An example of this might be a pulitzer-prize-winning journalist and professor named Sarah Stillman. Now in her early forties, she seems to have a stellar academic pedigree and rise to the highest ranks of the liberal elite press (Atlantic, New Yorker, etc.). Her author profile describes her as "an inspiring example of what a self-confident teen can achieve". She scrupulously avoids mentioning any personal information, and search results remark on this fact. GROK reported, "There is no publicly available information in the provided references or elsewhere that specifically names Sarah Stillman's parents. The sources focus primarily on her professional achievements, education, and journalistic work, but do not disclose personal details about her family, including her parents' identities."
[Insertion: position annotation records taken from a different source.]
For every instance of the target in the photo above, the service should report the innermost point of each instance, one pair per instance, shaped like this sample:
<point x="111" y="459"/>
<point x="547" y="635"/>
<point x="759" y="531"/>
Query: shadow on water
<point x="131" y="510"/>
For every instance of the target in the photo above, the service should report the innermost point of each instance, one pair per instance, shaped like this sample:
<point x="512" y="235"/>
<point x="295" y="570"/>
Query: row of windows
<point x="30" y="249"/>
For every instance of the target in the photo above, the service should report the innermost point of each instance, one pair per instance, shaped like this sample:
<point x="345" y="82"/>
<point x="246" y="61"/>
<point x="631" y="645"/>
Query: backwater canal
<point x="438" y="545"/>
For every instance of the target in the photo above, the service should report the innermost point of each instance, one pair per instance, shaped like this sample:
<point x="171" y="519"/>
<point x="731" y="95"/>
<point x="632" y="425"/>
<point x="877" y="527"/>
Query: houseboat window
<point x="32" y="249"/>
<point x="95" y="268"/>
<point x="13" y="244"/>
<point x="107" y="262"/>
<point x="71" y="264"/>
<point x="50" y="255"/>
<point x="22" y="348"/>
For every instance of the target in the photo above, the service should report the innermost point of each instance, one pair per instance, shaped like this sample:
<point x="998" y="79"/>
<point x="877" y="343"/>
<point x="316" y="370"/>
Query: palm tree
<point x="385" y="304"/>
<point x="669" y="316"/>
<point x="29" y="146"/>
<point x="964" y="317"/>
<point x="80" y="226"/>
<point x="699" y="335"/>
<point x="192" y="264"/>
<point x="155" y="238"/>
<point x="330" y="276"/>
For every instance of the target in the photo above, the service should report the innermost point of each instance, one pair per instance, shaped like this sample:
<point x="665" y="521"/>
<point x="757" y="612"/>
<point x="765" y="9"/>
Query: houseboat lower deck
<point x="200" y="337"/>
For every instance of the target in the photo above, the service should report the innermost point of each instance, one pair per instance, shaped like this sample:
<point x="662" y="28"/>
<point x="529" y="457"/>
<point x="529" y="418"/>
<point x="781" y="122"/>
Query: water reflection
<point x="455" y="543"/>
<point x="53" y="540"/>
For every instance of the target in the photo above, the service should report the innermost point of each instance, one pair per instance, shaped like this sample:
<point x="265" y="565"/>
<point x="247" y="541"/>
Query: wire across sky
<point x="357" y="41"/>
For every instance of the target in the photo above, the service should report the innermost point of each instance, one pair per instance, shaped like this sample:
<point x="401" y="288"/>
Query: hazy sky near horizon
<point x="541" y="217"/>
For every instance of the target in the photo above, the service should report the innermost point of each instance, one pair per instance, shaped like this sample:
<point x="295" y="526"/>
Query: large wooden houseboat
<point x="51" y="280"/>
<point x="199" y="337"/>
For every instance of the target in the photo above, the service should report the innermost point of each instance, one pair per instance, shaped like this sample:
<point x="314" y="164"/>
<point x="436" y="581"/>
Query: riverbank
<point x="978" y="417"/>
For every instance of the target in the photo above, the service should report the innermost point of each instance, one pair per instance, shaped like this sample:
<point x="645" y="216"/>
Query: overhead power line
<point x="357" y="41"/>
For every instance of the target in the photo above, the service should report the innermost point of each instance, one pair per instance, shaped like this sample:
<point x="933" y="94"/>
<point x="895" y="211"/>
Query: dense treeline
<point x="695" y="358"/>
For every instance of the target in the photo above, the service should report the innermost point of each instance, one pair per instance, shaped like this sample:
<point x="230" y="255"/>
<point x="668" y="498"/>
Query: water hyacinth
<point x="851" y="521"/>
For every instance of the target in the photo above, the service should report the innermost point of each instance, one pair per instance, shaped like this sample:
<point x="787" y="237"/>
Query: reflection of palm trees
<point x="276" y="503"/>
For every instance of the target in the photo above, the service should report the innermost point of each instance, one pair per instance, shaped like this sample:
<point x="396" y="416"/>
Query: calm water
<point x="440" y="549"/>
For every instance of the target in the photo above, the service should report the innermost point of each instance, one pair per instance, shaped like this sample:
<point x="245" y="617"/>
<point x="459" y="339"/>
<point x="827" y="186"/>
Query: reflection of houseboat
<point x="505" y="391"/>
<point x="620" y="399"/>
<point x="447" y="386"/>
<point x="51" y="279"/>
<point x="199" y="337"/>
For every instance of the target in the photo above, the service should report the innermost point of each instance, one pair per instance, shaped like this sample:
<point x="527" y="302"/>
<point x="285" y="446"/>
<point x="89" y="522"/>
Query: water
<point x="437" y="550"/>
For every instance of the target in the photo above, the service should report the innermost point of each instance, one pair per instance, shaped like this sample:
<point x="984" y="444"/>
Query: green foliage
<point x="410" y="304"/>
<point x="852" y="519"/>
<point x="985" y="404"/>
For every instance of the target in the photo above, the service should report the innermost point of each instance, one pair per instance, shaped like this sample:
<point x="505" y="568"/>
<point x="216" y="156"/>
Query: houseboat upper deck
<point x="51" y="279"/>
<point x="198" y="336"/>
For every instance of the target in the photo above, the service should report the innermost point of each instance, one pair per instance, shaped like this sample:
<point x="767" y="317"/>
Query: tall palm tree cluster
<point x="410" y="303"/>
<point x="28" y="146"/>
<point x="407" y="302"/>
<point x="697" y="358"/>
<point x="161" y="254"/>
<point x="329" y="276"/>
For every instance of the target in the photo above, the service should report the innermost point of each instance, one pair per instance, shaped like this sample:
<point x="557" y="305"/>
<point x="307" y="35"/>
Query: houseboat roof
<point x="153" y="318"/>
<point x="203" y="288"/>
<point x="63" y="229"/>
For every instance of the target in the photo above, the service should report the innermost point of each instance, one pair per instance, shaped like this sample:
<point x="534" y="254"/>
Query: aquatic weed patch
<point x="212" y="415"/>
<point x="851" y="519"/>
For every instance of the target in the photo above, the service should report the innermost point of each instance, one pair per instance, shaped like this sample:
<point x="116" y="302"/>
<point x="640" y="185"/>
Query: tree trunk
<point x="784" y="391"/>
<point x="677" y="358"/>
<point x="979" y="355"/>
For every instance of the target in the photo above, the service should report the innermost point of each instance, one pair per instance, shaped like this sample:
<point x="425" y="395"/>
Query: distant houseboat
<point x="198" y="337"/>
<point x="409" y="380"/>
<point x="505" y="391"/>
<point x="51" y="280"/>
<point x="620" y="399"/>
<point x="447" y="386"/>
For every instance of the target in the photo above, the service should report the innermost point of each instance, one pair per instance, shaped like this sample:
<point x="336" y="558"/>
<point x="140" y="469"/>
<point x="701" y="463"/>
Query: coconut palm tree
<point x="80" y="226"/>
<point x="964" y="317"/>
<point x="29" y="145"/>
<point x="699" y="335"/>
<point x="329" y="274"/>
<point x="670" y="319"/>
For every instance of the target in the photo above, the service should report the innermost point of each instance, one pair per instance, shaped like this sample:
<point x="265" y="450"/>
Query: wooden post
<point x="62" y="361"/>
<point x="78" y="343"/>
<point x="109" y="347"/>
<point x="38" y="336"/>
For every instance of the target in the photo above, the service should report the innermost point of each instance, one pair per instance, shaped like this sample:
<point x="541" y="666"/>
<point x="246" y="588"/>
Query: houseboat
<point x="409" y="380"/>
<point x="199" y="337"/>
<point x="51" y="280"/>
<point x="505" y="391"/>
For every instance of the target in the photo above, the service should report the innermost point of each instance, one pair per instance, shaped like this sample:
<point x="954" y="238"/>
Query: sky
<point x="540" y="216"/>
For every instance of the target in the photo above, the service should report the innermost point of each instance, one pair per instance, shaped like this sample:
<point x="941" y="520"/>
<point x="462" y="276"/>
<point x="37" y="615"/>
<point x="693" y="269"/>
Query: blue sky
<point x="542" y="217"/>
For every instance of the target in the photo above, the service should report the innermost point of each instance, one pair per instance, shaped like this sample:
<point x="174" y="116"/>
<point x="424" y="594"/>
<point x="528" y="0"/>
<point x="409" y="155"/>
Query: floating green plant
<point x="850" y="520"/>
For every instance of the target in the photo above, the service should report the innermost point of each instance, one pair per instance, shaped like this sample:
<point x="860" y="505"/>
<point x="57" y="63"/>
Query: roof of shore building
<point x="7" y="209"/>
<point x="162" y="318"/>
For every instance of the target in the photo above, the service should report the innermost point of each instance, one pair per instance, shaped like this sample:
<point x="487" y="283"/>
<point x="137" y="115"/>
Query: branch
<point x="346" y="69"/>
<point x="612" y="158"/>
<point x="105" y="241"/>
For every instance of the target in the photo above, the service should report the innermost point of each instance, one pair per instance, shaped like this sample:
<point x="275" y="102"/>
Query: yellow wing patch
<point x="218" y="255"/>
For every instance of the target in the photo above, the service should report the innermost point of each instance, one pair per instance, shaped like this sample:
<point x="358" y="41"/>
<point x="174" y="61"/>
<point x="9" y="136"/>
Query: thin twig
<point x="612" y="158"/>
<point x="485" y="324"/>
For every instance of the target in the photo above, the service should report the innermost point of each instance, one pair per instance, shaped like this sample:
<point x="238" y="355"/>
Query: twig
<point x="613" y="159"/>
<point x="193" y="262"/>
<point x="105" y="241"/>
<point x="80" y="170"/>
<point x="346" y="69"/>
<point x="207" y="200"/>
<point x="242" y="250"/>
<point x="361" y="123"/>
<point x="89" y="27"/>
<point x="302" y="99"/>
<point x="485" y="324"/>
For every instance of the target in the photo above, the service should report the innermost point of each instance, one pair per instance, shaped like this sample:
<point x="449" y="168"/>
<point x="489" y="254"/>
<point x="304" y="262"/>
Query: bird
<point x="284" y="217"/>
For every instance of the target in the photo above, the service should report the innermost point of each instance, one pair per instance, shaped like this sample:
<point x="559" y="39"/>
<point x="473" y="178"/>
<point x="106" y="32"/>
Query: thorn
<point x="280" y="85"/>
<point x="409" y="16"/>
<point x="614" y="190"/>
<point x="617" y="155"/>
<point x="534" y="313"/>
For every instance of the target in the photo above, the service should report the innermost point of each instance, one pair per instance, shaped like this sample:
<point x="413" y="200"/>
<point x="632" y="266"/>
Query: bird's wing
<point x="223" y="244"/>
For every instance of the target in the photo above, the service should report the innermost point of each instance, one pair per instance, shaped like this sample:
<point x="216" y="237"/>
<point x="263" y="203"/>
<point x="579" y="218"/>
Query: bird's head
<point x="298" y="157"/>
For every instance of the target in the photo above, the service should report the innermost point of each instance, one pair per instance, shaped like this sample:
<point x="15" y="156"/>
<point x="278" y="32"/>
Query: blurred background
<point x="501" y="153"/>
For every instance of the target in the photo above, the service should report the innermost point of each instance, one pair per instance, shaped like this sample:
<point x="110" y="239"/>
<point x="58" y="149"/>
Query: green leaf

So it would be a speculation to suggest she might be a Rockefeller. It might be a complete coincidence and Ms. Stillman may be a prodigy who sprang from humble roots to earn "simultaneous Bachelor’s and Master’s degrees in Anthropology from Yale University in 2006, graduating summa cum laude with exceptional distinction." She then "pursued graduate studies as a Marshall Scholar at Oxford University." These things can happen, and it looks like Ms. Stillman has worked hard to get to where she is. So people should hesitate to suggest her success is not deserved. But not everyone can get into the Georgetown Day School in Washington DC, which is one of the most exclusive in its admission policies. And Sarah Stillman is a significant name in the Rockefeller family, belonging first to Sarah Elizabeth "Elsie" Stillman (1872-1935), one of the two daughters of James J. Stillman, CEO and Chairman of National City Bank. Stillman was an ally of the Rockefeller brothers of Standard Oil. Elsie Stillman married William G. Rockefeller and her younger sister Isabel married Percy A. Rockefeller. Both were sons of Standard Oil founder William Rockefeller. Another famous Elsie Stillman Rockefeller, named in honor of her grandmother, was killed by her husband in a 1982 murder-suicide. So it might have made sense, around 1984, to name a daughter Sarah Stillman (perhaps after the same person, but this time a great grandmother?) rather than Elsie Stillman. It's just a speculation and almost certainly a coincidence. Stillman isn't that unique of a surname, after all. There are about 8,000 people with that surname in America today and according to GROK, Ancestry.com records 75 distinct Stillman families in the US in 1840. And the Rockefeller family tree is complicated; I don't really have enough energy or interest to pursue this and find all the Rockefeller extended family members who were having kids in the 1980s.
It is odd to me, though, imagining the lives of people who might be related to "big names" of American history. And even if this journalist isn't related to the elite Stillmans, there are some interesting implications of the different educational opportunities that people have had access to, indifferent times and places in American history. And while I was poking around, I noticed that the murdered Elsie Stillman Rockefeller's mother was a woman named Florence Lincoln. She was distantly related to President Lincoln and to Paul Revere. After her marriage to William A. Rockefeller III ended in 1929, she married George Sloan, son of Irish immigrant and railroad magnate Samuel Sloan. It interests me quite a bit, how these family ties were formed by elite intermarriage. But it's hard work ferreting out the details and GROK can't always be trusted. For a while it was telling me that Florence Lincoln had married James Stillman Rockefeller after divorcing William. This was quite unhelpful and I might not have caught the error, except that I already knew she had married Sloan.